TECHNÈS Young Creators Award
- On 1 October 2019
Image: Screen shot of Les Zumainsby Lou Rambert Preiss (2017).
The first edition of the TECHNÈS Young Creators Award saw the submission of works making original use of technology or having technology as its theme. Some twenty short films and installations were submitted in the spring of 2018 by students and recent graduates at three universities – UNIL, Rennes, Université de Montréal – and three film schools – INIS, Fémis, Écal – which are members of the partnership. Deliberations were carried out by a jury made up of fifteen researchers and students at the above-mentioned institutions, as well as at the film archive partners of TECHNÈS. In February 2019 the TECHNÈS Award was given to Les Zumains by Lou Rambert Preiss (Écal). Honorable mentions went to Espace, Espaces! by Esther Jacopin (La Fémis) and Survivance: Témoignages de guerre by Gabriel St. Louis, Eliazer Kramer and Arnaud Guillard (Université de Montréal).
What particularly touched the jury about Les Zumainswas its sensitive and positive ideas on the immersive experience, enabling an individual on the fringes of highly normalised society to escape and “begin to live.” The director also offers a sensitive tribute to the world of video games and the cosplay community, thanks to which the character succeeds in proving himself. In the end, what emerges from this masterful fiction is a depiction of virtual reality which goes against the alarmist discourses on the age in which everything will be digital.
With respect to Espaces, Espaces!, what impressed the jury was the professionalism of the directing, the cinematography, the art direction and the acting. The way in which this quirky futuristic story is in harmony with the use of stereoscopy was also appreciated. Both the theme and its treatment, therefore, earned it recognition.

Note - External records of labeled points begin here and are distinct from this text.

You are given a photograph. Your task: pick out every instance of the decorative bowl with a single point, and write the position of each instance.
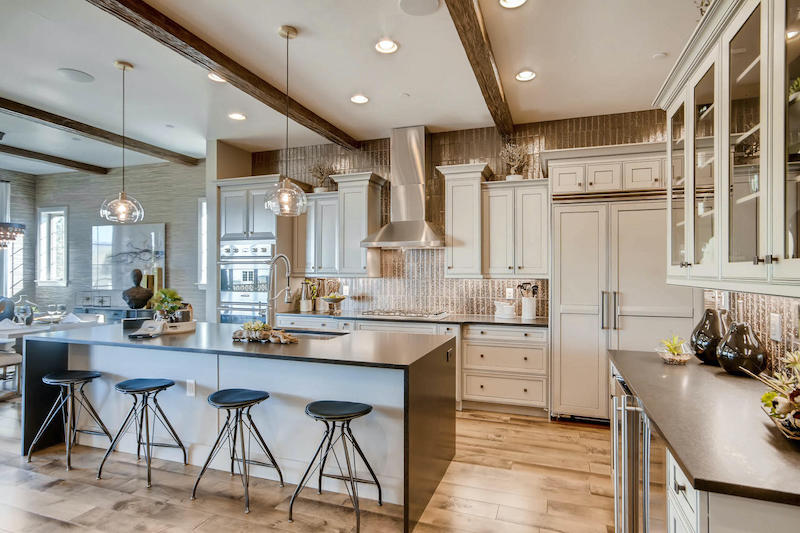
(673, 359)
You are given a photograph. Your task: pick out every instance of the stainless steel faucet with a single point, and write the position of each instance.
(272, 296)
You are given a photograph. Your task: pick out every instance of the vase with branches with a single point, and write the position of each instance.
(321, 172)
(516, 158)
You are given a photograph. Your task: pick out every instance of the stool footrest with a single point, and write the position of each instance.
(347, 478)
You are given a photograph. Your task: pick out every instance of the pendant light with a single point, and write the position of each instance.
(287, 199)
(123, 208)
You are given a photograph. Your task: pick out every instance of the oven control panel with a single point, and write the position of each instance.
(246, 249)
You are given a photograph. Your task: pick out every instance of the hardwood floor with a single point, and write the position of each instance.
(511, 474)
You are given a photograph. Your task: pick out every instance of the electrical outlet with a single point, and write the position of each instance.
(775, 332)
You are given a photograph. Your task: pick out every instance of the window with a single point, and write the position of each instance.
(14, 266)
(51, 256)
(202, 243)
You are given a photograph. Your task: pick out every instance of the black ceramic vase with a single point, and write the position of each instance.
(740, 348)
(707, 334)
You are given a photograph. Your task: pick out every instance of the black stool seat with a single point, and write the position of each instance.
(70, 376)
(143, 385)
(232, 398)
(335, 410)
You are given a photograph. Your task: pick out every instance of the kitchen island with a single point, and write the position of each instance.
(409, 438)
(729, 469)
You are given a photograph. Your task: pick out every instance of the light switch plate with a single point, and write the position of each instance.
(775, 332)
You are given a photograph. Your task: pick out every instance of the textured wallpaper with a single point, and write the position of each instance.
(414, 279)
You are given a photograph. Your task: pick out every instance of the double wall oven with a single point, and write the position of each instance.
(243, 280)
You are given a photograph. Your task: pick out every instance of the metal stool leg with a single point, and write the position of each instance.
(214, 449)
(324, 457)
(57, 405)
(308, 470)
(361, 453)
(351, 474)
(128, 419)
(264, 446)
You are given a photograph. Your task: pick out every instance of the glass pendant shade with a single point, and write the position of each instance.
(9, 231)
(122, 209)
(287, 199)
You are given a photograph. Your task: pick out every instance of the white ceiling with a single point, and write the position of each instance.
(591, 58)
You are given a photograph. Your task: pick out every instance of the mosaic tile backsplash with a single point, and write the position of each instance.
(755, 310)
(414, 280)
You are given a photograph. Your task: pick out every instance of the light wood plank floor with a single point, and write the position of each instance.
(511, 474)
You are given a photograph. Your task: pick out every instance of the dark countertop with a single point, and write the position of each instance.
(539, 322)
(714, 426)
(359, 348)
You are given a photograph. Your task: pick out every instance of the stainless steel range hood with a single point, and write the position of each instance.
(407, 227)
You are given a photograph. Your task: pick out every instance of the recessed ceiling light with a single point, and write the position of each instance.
(511, 4)
(76, 75)
(525, 75)
(386, 46)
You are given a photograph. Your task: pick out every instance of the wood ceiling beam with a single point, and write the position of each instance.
(171, 34)
(467, 17)
(28, 154)
(74, 127)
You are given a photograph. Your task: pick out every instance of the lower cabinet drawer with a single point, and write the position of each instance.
(500, 389)
(683, 493)
(531, 359)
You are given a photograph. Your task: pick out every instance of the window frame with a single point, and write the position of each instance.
(51, 210)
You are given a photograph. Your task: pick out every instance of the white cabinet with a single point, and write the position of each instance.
(316, 236)
(243, 213)
(359, 215)
(516, 228)
(463, 219)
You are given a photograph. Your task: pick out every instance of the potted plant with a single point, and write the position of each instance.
(516, 158)
(321, 172)
(168, 304)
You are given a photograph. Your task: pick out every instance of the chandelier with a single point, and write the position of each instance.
(287, 199)
(122, 209)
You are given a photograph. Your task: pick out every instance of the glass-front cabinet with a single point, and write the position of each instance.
(676, 192)
(744, 222)
(733, 126)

Finally, in the case of the interactive installation Survivance: Témoignage de guerre, what struck the jury were the subtlety of the sound editing and the spatialisation of the sound. This installation demonstrated great finesse not only in its mastery of the technical tools employed, but also on the level of its ideas, principally concerned with the physical and psychological effects of war.